Edit: after reading saurik's post, this seems like a legitimate situation for them to pull it. However, the point still stands: they need to communicate this better to both KDE and the users of the application.

I like Facebook. Just don't like it when stuff like this happens.

"they better be damn sure they are getting the right ones." No, see, the problem is you're not in control of FB. They are still a private company and they get to do what ever they want, obviously within the confines of US Laws and, obviously, to the benefit or detriment of their company. Life is simple: If you don't agree with their practices, then you have the power to chose to stop using their services. Why is that so hard for people to understand?

People expect others not to jerk them around. They will bitch about how they've been jerked around long before they'll cut the jerk from their life.
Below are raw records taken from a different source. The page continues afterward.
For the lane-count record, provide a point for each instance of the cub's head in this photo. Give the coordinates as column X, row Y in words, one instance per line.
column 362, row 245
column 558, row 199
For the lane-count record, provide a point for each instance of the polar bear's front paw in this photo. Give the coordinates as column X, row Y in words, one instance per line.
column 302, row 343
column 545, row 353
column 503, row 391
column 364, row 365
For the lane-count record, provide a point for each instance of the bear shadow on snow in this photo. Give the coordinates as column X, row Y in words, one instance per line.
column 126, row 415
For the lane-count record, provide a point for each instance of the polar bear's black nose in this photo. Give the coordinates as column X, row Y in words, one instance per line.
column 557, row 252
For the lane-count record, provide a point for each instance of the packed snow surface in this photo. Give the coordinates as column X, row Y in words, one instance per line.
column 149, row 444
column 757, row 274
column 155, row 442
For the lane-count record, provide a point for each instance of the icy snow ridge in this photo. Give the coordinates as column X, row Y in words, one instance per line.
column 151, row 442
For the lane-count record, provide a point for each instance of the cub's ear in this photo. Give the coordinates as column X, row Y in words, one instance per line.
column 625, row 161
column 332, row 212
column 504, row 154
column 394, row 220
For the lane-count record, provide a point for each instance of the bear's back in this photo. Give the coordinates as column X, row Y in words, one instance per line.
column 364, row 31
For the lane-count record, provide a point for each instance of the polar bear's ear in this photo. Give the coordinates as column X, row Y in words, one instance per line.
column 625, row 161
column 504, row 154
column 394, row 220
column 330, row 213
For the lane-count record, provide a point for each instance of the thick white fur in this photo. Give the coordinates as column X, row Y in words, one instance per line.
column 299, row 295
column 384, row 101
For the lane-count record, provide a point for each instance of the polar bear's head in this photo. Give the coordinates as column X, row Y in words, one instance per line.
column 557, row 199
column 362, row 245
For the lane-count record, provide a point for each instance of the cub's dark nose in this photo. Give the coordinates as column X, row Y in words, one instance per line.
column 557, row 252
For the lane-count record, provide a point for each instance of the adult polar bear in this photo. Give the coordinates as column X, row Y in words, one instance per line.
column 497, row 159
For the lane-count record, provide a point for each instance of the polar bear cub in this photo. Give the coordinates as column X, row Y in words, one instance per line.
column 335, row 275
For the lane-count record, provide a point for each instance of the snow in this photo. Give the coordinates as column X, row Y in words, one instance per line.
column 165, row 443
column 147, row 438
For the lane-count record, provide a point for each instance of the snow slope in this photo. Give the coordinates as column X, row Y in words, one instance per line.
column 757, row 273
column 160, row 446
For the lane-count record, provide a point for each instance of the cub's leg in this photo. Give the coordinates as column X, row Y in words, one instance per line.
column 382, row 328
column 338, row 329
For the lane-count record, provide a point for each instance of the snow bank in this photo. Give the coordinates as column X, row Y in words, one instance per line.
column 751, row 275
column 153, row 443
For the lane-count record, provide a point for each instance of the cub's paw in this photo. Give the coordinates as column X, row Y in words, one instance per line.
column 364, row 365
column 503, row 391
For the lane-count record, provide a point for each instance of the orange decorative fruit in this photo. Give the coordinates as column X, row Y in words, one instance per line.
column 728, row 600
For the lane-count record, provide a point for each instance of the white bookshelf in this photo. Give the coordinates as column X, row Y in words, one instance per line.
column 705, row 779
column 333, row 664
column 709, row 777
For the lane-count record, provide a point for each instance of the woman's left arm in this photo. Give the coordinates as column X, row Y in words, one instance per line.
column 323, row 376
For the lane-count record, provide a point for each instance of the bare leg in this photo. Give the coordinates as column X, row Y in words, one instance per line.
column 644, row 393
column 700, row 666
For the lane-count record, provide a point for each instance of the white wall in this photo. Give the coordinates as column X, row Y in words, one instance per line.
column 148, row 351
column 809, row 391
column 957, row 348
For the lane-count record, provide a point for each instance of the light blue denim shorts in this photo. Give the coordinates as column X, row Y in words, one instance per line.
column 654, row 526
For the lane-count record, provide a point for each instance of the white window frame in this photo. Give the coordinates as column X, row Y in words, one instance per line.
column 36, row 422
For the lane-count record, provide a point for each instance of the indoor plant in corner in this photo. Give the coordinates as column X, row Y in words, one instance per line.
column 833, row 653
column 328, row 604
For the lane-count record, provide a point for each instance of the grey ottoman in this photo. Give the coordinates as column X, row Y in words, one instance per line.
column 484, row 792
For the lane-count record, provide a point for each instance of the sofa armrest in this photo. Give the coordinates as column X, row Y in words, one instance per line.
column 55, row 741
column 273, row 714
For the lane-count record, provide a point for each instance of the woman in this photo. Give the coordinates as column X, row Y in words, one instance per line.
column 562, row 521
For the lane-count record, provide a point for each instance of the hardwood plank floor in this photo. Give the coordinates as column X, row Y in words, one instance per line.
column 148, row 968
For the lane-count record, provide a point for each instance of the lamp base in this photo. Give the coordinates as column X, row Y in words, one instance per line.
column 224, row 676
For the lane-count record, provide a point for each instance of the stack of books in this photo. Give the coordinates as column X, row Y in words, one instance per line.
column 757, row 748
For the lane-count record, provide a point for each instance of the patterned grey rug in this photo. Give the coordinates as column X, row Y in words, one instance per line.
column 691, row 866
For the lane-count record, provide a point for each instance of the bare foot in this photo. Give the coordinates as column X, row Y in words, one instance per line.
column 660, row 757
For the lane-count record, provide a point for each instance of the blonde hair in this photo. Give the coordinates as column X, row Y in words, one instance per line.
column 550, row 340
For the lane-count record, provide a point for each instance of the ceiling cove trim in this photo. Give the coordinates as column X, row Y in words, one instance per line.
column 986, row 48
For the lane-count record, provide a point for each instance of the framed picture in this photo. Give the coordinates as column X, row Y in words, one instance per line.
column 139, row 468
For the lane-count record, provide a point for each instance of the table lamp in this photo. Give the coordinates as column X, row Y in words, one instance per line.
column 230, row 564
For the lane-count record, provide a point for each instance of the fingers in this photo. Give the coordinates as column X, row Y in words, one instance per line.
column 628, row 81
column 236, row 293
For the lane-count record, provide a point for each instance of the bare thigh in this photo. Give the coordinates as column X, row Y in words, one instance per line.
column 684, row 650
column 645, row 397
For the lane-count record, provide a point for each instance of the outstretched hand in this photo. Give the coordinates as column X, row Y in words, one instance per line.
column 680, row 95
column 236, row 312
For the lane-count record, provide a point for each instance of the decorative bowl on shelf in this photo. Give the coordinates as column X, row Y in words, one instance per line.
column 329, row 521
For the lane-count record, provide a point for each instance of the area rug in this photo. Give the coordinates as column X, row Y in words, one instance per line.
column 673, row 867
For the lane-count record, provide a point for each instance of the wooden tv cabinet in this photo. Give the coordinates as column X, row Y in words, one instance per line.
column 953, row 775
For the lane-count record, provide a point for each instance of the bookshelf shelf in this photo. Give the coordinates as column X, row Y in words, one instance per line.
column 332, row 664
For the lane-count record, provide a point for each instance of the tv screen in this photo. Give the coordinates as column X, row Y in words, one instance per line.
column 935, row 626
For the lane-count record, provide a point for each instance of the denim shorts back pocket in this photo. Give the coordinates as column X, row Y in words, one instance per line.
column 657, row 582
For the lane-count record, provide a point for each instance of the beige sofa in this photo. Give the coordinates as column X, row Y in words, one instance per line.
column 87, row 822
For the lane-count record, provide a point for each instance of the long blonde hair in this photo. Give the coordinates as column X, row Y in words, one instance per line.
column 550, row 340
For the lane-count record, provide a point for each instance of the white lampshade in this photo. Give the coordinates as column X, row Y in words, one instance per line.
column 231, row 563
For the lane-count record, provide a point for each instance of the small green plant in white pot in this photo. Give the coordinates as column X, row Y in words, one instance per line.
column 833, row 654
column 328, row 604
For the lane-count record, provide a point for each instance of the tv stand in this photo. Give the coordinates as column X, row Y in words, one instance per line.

Hopefully, because said jerk will change their behaviour, in a perfect world.

There is also a lot of inertia created from using Facebook for a little while. You can't just pretend that inertia doesn't exist.

Unfortunately, I cannot write this off as another "mistake". If I didn't have employees I talk to on Facebook, this would be the point at which I would delete my account.

Facebook had its chance to redeem itself in my eyes. The attempted Google slander was a tipping point for me, but hearing that my fellow developers are having their apps shut down and their data deleted finally did it for me. I wouldn't have cared if they had just deactivated the app. If it was clear that KDE was leaking its API credentials, I would have done the same thing. But deleting user data is unacceptable.

Yes, you shouldn't rely on Facebook for image storage. But that doesn't mean you shouldn't worry about your data being randomly deleted.

It's simple, you get your own site, which you pay for if you have to, then add one of the countless plugins that automatically share you content to Twitter, Facebook, etc.

If all you do is upload your primary content directly to Facebook and nowhere else, you're just asking for trouble.

If all you do is upload your primary content directly to Facebook and nowhere else, you're just asking for trouble.

That applies to 99% of the Facebook audience.

If I'm not mistaken, in case that plugin you have used gets banned, all your posted links should also disappear.

I seem to remember Mark Zuckerberg using KDE in The Social Network. Seems ironic.

Nah, that was an actor.

well, there goes three of my albums. I really hope this gets resolved.